There were several options on the table that were being evaluated for the eventual connection of rail rapid transit to UBC from Arbutus.There were two surface light rail options, and a SkyTrain option. Last week, an updated technical report was released about the potential rail rapid transit options. The following table outlines the updated information about the options.

Comparison table of B-Line, Light Rail, and SkyTrain (RRT). Select table to enlarge.

What becomes clear pretty fast is that while SkyTrain costs about double the price of light rail, it would provide the best long-term value for transit service to the UBC campus.

SkyTrain would cost about $3.8 billion to build, though if some sections where built at ground level in the less urban area, the cost could be reduced to $3.5 billion.

While light rail would have more capacity than the current B-Line service, it would have very similar travel times.
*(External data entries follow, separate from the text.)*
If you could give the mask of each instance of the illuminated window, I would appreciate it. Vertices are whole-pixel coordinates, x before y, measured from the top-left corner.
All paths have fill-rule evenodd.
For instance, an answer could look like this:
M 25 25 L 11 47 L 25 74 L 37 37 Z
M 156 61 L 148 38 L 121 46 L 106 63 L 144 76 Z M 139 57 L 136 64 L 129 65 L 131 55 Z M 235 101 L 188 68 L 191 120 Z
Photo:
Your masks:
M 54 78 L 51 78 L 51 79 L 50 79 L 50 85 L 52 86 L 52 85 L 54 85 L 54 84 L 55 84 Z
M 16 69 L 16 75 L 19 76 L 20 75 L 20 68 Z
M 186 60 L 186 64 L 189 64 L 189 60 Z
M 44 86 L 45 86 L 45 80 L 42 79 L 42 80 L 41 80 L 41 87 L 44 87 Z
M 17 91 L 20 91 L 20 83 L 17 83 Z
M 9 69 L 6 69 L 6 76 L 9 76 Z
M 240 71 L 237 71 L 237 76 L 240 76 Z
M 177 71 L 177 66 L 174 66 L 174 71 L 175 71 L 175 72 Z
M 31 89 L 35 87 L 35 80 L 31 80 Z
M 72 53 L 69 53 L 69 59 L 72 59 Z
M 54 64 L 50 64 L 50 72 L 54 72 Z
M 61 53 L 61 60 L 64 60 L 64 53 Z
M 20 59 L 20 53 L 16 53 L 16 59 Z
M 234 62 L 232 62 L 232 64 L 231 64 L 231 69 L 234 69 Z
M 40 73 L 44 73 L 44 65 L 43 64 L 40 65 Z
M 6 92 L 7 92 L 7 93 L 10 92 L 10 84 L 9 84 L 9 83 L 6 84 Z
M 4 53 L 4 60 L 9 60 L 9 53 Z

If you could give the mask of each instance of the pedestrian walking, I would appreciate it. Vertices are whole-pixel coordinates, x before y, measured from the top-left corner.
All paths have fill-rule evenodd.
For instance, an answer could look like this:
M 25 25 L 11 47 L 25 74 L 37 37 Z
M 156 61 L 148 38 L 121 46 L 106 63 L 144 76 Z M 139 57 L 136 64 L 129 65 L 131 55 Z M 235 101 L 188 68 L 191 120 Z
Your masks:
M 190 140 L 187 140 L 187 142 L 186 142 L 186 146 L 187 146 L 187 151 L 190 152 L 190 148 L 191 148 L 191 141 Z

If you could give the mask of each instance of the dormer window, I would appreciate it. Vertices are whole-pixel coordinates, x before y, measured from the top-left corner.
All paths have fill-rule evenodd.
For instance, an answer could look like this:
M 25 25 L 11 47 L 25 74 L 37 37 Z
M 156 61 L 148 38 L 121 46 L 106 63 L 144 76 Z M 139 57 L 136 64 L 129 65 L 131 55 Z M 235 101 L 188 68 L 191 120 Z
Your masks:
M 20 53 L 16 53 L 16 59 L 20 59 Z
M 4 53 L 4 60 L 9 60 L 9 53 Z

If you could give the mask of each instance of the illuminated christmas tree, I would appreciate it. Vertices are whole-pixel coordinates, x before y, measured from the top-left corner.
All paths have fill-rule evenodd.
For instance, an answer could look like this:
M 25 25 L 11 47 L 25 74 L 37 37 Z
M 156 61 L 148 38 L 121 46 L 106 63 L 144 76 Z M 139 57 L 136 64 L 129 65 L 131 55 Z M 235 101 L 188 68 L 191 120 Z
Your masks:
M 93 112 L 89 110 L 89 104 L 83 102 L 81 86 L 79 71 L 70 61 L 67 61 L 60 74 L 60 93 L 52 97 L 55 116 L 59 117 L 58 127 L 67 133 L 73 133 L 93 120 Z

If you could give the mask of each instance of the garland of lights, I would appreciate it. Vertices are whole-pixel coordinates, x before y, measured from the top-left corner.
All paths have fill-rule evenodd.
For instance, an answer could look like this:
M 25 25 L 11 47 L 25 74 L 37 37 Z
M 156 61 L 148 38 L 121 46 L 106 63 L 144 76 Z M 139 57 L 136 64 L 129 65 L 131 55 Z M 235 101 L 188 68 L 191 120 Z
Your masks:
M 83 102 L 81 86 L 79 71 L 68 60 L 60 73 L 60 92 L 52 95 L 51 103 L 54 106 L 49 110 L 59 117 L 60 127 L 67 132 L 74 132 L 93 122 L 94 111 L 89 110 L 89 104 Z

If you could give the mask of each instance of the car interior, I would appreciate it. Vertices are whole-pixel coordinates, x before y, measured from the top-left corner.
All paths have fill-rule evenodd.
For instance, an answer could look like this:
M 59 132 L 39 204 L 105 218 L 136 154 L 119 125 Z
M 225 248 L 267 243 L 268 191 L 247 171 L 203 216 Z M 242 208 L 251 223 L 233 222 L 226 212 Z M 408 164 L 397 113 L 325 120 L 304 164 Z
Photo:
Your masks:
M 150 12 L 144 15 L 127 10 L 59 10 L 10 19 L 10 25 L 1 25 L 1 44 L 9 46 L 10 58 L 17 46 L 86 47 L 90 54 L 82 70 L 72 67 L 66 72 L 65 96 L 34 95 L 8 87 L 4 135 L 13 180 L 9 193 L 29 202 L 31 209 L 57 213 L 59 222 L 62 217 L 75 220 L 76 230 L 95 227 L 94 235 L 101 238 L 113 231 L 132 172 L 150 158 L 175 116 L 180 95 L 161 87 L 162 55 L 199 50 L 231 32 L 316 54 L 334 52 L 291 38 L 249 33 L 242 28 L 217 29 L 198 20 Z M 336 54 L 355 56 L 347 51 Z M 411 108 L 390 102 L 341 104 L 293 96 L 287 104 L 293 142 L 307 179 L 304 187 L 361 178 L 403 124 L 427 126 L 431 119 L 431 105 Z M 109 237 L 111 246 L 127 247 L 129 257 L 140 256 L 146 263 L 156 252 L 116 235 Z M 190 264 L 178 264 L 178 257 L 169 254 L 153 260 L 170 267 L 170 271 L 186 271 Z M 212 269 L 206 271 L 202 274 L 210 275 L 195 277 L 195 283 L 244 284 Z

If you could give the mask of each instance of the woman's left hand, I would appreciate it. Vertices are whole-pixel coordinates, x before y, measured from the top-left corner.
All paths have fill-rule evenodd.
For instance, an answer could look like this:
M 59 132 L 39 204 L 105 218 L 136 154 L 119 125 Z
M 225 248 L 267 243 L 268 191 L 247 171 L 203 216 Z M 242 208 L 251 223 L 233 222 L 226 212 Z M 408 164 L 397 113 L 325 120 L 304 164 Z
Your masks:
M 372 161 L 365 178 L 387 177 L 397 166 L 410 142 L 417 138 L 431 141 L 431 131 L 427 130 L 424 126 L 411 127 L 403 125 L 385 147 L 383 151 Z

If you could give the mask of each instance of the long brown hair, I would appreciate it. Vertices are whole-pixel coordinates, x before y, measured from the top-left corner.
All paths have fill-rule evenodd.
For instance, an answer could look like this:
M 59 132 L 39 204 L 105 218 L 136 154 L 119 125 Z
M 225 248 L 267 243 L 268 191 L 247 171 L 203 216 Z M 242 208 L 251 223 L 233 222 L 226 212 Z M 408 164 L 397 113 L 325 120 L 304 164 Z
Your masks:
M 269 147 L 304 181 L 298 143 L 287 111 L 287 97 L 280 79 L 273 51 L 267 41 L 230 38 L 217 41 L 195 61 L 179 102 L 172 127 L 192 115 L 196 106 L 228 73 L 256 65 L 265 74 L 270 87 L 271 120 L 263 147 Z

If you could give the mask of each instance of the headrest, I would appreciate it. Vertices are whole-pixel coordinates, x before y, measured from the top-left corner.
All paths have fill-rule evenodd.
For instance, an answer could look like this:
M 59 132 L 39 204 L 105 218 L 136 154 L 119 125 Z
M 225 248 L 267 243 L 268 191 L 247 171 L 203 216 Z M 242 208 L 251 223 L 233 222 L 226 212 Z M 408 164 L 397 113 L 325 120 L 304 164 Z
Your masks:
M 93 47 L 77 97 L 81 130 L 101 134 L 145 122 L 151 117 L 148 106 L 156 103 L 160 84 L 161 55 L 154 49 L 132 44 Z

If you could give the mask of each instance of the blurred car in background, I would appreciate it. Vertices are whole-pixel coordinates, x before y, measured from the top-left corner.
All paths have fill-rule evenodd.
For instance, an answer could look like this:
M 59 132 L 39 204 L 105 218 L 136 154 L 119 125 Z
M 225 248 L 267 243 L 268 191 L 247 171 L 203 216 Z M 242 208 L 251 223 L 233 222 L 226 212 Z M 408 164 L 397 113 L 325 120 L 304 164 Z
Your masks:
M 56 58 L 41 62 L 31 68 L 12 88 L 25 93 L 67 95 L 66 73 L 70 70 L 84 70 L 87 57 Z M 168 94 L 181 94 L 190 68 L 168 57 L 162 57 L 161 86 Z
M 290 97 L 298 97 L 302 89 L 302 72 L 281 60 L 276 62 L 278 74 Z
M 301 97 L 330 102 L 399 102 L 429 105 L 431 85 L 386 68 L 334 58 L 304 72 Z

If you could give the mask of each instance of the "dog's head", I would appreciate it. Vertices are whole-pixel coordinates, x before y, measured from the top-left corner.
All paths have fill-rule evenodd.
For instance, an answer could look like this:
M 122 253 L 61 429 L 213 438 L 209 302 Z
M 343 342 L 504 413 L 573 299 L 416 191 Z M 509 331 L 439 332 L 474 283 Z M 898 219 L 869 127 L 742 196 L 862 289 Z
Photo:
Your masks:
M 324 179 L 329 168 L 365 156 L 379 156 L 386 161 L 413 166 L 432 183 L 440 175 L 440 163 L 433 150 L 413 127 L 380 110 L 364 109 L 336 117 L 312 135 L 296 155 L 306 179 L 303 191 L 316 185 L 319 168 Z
This is because it would be running at ground level, and would have to cross many intersections. SkyTrain would cut travel times in half for transit riders. The updated report also noted that light rail would be at capacity by 2045 while SkyTrain would still have room to grow.

The following table shows the predicted peak westbound morning volume for the potential UBC SkyTrain extension in 2045. The red line represents the maximum SkyTrain capacity.

Westbond AM peak SkyTrain demand in 2045. Select chart to enlarge.

What stands out to me is the extremely low volume of passengers that would use the proposed Alma and Sasamat stations. I would hope that if a $3.8 billion SkyTrain extension is approved, the City of Vancouver would work hard to increase the housing options in those station areas.

The final table shows how the report authors calculated the cost of building the UBC SkyTrain extension.

SkyTrain Element Calculation Methodology Unit Cost
At-Grade $70m per km * 1.15 $80m per km
Elevated $70m per km * 2 $140m per km
Elevated Station $50m
Tunnel $160m per km
Tunnel Station $100m

Building SkyTrain to UBC is needed, but the challenge will be to come up with the funding. While UBC has committed to funding a portion of the project costs, the federal and provincial governments will also have to come to the table with significant financial commitments.

One of the concerns that I have is that SkyTrain to UBC would push back building SkyTrain to Langley. The good news is that the dollars that the federal and provincial governments have currently committed to building rail transit in the South of Fraser can’t simply be reallocated to build SkyTrain to UBC.

There is still a regional funding gap that needs to be plugged before SkyTrain can be built to Langley. The Mayors’ Council will have their work cut out for them to plug the gap to fund both proposed SkyTrain extensions in addition to other regional transit projects.